Davis v. Hofer

63 P. 56, 38 Or. 150, 1900 Ore. LEXIS 152
CourtOregon Supreme Court
DecidedDecember 17, 1900
StatusPublished
Cited by12 cases

This text of 63 P. 56 (Davis v. Hofer) is published on Counsel Stack Legal Research, covering Oregon Supreme Court primary law. Counsel Stack provides free access to over 12 million legal documents including statutes, case law, regulations, and constitutions.

Bluebook
Davis v. Hofer, 63 P. 56, 38 Or. 150, 1900 Ore. LEXIS 152 (Or. 1900).

Opinion

Mr. Justice Moore,

after stating the facts, delivered the opinion of the court.

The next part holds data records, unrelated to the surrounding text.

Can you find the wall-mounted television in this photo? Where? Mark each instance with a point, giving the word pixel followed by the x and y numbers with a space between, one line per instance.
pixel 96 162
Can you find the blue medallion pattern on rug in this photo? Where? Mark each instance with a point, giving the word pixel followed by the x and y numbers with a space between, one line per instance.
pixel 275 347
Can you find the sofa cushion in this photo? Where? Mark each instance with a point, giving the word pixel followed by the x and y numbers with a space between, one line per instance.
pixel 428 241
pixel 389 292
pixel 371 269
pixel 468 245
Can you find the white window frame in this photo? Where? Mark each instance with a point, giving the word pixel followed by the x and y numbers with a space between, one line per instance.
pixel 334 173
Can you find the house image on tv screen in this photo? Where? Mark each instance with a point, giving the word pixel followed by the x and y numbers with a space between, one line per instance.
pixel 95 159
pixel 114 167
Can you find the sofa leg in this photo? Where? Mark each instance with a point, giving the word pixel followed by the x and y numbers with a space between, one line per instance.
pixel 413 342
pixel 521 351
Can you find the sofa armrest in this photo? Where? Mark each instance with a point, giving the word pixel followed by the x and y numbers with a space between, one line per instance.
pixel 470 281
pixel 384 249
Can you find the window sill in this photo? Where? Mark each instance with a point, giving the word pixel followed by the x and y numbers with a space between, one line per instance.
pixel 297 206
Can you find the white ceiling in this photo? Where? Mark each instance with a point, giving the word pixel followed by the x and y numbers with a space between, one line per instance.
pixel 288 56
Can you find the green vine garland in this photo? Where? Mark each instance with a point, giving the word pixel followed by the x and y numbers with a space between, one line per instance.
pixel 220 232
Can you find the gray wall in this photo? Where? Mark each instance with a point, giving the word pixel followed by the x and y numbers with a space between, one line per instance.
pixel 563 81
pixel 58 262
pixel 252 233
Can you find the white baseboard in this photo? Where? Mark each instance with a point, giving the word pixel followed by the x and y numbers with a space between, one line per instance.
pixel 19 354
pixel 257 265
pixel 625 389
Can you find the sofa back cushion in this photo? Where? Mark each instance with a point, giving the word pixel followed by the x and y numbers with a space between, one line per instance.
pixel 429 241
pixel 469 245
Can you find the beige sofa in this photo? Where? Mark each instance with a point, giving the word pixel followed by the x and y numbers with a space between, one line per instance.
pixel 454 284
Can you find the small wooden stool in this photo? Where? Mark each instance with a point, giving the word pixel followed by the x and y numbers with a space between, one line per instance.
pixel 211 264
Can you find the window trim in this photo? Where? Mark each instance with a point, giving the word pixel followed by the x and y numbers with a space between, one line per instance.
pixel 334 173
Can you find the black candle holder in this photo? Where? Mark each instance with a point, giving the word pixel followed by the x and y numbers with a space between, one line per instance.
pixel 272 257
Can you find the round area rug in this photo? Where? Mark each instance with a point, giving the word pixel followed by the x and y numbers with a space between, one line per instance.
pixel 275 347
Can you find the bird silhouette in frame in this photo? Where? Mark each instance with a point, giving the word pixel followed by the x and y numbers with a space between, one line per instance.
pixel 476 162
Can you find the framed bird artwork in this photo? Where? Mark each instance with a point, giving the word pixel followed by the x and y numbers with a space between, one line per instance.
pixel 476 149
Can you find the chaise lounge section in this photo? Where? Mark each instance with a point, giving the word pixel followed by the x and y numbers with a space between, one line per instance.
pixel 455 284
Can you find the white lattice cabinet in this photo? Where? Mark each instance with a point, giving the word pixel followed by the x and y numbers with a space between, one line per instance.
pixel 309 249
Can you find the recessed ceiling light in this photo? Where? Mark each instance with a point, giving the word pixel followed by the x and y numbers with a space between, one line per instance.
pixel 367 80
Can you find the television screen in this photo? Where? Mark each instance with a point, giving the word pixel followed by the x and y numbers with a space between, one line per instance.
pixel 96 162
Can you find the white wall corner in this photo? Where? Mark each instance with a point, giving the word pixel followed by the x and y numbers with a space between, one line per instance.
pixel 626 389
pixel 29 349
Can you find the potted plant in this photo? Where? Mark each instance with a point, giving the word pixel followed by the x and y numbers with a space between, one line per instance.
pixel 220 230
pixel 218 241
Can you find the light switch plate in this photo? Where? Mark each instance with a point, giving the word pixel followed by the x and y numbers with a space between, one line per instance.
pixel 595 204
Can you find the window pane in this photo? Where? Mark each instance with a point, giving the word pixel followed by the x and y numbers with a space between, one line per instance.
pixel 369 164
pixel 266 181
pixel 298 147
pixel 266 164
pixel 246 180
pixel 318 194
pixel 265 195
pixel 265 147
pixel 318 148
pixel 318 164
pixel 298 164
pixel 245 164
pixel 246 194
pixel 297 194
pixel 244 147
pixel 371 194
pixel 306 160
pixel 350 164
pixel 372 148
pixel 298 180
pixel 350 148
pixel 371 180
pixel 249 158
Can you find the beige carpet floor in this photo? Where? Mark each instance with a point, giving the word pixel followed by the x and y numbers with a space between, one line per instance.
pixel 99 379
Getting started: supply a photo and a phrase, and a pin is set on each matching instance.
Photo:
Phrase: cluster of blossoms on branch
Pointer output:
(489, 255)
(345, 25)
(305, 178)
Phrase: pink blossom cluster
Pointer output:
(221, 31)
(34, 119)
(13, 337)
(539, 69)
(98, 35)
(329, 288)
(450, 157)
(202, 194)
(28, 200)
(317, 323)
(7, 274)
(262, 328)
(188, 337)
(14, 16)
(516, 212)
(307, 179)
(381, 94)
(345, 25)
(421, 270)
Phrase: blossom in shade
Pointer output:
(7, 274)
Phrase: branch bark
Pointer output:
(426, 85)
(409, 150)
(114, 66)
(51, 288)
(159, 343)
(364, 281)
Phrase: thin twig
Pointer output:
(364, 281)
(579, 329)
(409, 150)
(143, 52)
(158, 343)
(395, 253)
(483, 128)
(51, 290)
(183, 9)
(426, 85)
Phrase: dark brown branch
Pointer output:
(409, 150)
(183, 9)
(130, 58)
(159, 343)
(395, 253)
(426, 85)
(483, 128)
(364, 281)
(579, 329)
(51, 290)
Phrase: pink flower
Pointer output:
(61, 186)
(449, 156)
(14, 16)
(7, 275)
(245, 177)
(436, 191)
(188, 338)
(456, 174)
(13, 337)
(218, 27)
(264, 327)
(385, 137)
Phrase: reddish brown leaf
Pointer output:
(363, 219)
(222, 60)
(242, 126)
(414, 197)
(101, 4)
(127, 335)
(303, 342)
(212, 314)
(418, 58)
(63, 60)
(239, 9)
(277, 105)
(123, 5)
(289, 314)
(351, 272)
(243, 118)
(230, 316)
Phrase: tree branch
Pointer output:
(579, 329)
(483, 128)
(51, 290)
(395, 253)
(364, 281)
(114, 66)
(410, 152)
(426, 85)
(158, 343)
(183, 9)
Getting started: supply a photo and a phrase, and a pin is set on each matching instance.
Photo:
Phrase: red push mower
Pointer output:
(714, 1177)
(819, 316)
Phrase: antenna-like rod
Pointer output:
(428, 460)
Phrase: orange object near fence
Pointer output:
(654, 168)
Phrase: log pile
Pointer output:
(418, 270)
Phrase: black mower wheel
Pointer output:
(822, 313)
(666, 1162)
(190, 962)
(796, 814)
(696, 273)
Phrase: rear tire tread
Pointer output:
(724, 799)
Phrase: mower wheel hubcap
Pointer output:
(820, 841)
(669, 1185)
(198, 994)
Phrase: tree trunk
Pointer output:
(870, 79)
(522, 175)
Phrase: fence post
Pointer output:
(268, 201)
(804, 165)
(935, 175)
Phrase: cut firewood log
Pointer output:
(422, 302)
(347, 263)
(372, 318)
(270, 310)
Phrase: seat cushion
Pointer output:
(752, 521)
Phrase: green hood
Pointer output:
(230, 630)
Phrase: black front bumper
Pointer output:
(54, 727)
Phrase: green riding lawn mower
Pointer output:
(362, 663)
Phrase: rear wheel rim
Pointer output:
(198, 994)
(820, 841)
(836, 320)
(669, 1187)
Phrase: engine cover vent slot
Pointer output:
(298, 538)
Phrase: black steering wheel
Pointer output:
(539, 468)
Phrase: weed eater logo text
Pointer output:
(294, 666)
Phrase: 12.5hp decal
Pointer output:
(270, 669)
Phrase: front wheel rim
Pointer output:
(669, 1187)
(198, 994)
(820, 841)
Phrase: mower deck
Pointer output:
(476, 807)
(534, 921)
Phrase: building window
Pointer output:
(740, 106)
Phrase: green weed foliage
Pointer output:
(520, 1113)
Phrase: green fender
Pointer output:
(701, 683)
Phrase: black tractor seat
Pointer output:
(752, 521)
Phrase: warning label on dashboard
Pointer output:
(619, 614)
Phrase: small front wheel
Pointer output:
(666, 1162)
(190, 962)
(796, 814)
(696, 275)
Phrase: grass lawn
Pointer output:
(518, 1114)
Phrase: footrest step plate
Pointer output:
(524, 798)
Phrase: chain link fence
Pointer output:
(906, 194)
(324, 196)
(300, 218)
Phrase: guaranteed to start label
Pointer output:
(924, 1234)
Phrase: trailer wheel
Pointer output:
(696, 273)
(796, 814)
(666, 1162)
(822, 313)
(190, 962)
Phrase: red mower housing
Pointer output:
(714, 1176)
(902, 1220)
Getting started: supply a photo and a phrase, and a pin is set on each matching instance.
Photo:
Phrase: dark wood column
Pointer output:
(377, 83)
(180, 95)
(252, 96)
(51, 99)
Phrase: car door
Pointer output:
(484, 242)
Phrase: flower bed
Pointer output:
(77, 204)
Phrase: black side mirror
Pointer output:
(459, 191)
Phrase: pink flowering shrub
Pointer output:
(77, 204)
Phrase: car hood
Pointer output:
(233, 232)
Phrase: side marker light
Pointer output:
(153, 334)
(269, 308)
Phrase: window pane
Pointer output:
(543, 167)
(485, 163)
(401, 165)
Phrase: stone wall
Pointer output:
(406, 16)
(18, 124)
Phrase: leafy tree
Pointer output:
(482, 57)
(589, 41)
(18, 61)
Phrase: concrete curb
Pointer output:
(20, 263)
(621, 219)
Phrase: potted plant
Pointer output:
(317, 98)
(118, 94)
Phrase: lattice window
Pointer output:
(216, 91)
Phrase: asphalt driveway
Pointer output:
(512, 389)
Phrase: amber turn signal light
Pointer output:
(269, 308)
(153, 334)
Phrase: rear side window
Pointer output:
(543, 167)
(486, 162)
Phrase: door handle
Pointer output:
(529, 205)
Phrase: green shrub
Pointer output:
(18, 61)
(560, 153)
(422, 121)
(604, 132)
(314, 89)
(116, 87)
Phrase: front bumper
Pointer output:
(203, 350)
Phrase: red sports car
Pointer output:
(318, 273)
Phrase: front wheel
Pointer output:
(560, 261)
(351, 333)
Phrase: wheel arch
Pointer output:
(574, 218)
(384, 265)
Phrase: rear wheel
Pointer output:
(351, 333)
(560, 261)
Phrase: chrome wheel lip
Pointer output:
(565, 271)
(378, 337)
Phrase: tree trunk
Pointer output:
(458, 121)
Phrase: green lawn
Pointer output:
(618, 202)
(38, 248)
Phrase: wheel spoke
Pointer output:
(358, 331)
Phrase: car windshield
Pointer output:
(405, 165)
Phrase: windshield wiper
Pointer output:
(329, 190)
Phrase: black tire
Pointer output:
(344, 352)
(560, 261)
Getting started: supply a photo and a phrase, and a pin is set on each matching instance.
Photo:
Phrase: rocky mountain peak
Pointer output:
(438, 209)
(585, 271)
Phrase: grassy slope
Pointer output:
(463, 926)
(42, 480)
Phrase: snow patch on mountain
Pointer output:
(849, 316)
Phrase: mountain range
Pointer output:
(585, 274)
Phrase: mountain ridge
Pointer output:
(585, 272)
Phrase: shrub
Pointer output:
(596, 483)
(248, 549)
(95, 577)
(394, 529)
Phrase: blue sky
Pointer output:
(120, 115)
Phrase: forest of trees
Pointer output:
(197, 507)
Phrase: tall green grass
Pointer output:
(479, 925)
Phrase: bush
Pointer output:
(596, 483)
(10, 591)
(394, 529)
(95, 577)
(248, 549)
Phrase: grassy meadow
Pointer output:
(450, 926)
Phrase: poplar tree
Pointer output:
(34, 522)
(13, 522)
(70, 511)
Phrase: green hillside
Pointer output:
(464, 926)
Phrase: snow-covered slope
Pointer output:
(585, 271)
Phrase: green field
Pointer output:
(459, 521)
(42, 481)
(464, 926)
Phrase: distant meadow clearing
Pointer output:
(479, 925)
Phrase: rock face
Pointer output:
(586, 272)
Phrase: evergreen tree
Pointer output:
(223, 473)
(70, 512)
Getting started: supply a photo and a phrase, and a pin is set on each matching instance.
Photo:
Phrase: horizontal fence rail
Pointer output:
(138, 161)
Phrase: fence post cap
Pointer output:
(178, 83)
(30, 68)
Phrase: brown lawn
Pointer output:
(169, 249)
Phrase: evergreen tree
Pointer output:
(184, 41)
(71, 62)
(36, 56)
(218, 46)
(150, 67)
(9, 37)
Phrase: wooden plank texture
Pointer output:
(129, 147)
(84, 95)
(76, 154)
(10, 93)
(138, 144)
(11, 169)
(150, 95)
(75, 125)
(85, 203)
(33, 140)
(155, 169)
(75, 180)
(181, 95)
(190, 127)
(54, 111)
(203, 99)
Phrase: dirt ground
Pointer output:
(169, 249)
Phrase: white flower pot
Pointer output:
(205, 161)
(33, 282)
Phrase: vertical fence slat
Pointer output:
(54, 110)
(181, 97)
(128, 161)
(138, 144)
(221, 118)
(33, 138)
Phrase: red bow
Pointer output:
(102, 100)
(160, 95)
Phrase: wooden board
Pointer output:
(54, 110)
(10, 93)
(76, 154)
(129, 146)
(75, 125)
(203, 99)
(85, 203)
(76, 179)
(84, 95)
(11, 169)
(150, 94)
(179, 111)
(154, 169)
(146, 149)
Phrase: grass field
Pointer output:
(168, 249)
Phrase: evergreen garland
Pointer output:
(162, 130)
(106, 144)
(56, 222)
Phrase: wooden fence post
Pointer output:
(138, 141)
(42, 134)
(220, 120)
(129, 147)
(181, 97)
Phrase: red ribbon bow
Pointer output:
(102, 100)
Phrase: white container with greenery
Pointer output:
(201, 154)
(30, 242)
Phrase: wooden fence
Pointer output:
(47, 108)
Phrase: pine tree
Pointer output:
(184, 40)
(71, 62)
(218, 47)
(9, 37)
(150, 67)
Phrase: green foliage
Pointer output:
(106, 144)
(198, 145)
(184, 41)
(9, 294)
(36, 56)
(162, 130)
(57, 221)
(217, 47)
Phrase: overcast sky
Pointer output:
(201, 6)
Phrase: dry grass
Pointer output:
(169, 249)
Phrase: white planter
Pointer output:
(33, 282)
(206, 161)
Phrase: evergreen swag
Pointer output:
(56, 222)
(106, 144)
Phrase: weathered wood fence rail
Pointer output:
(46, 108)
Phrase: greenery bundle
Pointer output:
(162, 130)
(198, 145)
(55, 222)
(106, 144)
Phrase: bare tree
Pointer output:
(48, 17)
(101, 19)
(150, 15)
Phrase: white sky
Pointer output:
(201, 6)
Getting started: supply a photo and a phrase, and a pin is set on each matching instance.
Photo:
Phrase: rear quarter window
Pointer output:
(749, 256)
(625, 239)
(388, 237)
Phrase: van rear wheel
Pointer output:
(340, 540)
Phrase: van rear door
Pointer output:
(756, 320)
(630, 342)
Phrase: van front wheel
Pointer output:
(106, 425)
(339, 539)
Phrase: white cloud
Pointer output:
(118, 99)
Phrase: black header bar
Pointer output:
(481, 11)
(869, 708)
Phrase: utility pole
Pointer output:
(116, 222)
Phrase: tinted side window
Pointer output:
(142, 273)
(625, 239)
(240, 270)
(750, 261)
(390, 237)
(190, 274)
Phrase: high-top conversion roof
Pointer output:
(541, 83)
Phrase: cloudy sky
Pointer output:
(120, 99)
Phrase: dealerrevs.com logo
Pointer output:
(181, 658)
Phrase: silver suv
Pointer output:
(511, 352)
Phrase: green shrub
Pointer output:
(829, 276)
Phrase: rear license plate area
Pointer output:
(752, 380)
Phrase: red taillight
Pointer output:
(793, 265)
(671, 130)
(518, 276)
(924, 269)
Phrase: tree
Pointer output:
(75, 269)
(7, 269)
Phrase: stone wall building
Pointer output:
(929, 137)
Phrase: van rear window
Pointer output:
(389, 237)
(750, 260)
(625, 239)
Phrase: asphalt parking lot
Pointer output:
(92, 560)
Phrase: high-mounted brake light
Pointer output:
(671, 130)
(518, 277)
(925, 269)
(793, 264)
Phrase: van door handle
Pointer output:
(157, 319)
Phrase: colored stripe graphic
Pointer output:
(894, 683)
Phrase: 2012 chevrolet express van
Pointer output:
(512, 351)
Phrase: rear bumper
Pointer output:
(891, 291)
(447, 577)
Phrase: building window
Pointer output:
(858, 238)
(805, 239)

1. If the overruling of the motion to require the defendants to render an account be regarded as a denial of equitable jurisdiction of the subject-matter, the court necessarily erred; for, while an action of account was originally cognizable at law, it was soon ascertained that only a court of equity, by reason of its power to compel a discovery, was competent, in many cases, to afford adequate relief; and out of this discovery has been evolved the principle of concurrent jurisdiction of courts of equity in such cases: 3 Blackstone, Comm *437; 1 Story, Eq. Jur. (13 ed.), § 452. The inadequacy of a legal remedy which gives rise to equitable jurisdiction to settle an account is apparent in the following instances : (3 ) Where the accounts are mutual; (2) when they are all on one side, but intricate; (3) where a fiduciary relation exists between the parties, thereby imposing upon the defendant the duty to render an account: 3 Pomeroy, Eq. Jur. (2 ed), § 1421. The rule is of universal application that a court of equity has jurisdiction to settle an account wherever a fiduciary relation exists between the parties upon whom the duty of keeping accounts rests: 1 Enc. PI. & Prac. 96; Warren v. Holbrook, 95 Mich. 185 (54 N. W. 712, 35 Am. St. Rep. 554) ; Nashua & L. R. R. Corp. v. Boston & L. R. R. Corp., 19 Fed. 804; Pacific R. R. Co. v. Atlantic & P. R. R. Co., 20 Fed. 277; Bischoffsheim v. Baltzer, 20 Fed. 890; Thornton v. Thornton, 31 Grat. 212; Clarke v. Pierce, 52 Mich. 157 (17 N. W. 780); Marvin v. Brooks, 94 N. Y. 71; Fowle v. Lawrason, 30 U. S. (5 Pet.), *495; Halsted v. Rabb, 8 Port. 63; Vilwig v. Baltimore & Ohio R. R. Co., 79 Va. 449. To cite authorities illustrative of the principle that the directors of a corporation are the agents of and trustees for the stockholders, who have a quasi reversionary interest in the corporate property after the payment of the corporate debts, [154]*154seems unnecessary, and, the fiduciary relation existing between the parties having been clearly stated in the complaint, ■jurisdiction of the subject-matter attached in equity.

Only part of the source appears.